Maureen Reynolds, Ramsey
Thankful for the inimitable Sack
Congratulations to cartoonist Steve Sack for winning the Berryman award! He is exceptionally talented and a real creative genius. There is always a sense of anticipation turning to the Opinion Exchange page and finding a new Sack cartoon. His images create a clear message that is almost always followed by a laugh, and many times then shared with others who enjoy his humorous wit. He is a real asset to the Star Tribune and to Minnesota!
Tate Preston, Chanhassen
No masks in S.D. adds patients here
Dear South Dakota Gov. Kristi Noem: As a Minnesotan, I feel strongly that you need to be aware of the impact your policies have beyond the borders of your state. Your refusal to implement a mask mandate is reckless and affects many people outside of South Dakota.
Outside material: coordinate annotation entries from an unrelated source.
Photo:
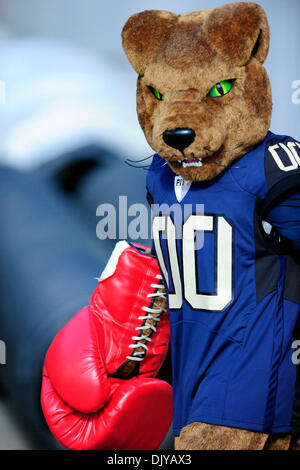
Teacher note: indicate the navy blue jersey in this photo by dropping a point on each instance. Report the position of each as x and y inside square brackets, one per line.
[233, 289]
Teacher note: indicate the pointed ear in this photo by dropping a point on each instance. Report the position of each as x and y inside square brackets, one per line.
[239, 31]
[142, 34]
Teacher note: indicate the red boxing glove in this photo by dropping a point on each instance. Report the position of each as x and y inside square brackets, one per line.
[98, 389]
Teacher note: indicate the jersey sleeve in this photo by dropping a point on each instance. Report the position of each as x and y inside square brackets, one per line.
[282, 170]
[285, 217]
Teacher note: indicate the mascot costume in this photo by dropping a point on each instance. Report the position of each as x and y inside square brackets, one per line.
[225, 194]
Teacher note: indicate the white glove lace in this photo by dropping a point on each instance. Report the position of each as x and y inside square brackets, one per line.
[152, 314]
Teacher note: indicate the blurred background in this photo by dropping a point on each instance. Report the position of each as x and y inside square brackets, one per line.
[66, 127]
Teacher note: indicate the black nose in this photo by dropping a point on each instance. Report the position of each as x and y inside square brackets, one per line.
[179, 138]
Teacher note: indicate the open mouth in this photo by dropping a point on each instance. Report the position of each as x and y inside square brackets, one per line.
[195, 162]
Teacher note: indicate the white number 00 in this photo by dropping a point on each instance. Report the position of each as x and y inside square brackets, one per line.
[224, 257]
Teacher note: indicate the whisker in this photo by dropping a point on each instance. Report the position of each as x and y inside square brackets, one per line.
[139, 161]
[147, 167]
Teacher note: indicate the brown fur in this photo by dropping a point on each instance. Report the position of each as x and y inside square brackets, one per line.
[202, 436]
[183, 56]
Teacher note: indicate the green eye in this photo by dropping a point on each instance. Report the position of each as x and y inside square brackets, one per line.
[159, 96]
[221, 89]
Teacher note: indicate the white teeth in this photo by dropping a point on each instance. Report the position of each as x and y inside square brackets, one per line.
[186, 164]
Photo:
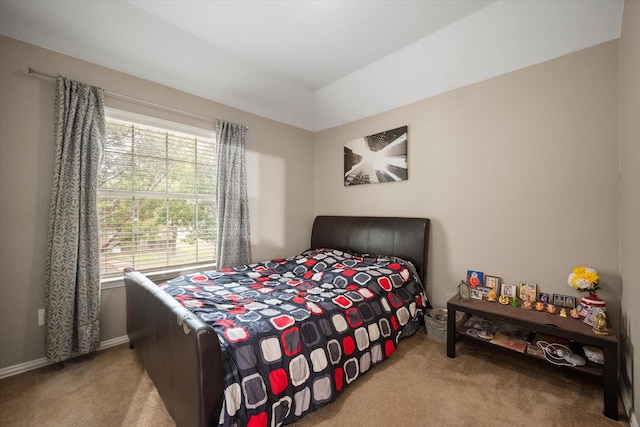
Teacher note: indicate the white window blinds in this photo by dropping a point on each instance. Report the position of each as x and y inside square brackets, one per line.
[156, 199]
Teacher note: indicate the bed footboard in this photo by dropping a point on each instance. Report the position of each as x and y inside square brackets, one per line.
[180, 352]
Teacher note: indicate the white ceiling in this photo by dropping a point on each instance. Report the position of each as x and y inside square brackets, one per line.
[313, 64]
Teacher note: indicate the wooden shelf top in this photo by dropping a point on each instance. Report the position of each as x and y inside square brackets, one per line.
[531, 316]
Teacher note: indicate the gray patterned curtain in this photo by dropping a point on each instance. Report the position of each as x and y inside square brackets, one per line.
[72, 282]
[234, 246]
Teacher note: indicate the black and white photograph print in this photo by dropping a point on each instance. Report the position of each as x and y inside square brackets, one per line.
[381, 157]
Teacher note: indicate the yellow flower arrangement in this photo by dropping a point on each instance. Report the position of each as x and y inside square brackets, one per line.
[584, 279]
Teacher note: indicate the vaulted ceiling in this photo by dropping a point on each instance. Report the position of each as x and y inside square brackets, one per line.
[313, 64]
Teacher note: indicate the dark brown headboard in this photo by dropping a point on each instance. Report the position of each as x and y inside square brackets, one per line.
[407, 238]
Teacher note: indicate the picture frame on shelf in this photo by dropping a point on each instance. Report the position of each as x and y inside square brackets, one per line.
[492, 282]
[508, 290]
[558, 300]
[528, 291]
[569, 301]
[544, 298]
[590, 318]
[484, 290]
[475, 278]
[476, 294]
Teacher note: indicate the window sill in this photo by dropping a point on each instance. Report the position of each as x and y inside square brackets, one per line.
[157, 276]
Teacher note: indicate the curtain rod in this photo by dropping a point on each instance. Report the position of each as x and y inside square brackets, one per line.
[139, 101]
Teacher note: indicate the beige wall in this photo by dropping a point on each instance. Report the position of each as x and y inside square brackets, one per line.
[519, 175]
[279, 167]
[630, 195]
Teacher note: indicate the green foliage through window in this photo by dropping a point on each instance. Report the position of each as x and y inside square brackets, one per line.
[156, 200]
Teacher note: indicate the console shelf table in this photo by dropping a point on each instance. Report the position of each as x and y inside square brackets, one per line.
[545, 323]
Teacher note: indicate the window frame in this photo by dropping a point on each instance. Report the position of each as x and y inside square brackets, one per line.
[168, 272]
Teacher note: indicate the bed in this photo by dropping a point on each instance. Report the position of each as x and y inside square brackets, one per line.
[188, 334]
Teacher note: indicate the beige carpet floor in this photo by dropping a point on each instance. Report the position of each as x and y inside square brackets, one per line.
[417, 386]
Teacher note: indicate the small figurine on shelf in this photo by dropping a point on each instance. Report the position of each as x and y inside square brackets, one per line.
[601, 324]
I am a doctor in Minneapolis, and when residents of South Dakota become so severely ill with COVID-19 that they need specialized care, they are flown to Minneapolis to receive care that is not offered in your state.
My profession is rooted in science, not law, but I know enough about our country’s founding documents and I respect states’ rights to govern themselves. However, COVID-19 knows no boundaries and will only be suppressed if we listen to the experts and put on masks. We Minnesotans are doing the right thing by graciously accepting South Dakota residents with COVID-19, and it’s time for you to also do the right thing by mandating the wearing of face masks.
This is a matter of life and death for all Americans.
Elizabeth Uchitelle, Minneapolis
You want to live your life? So does everyone else. Stay home.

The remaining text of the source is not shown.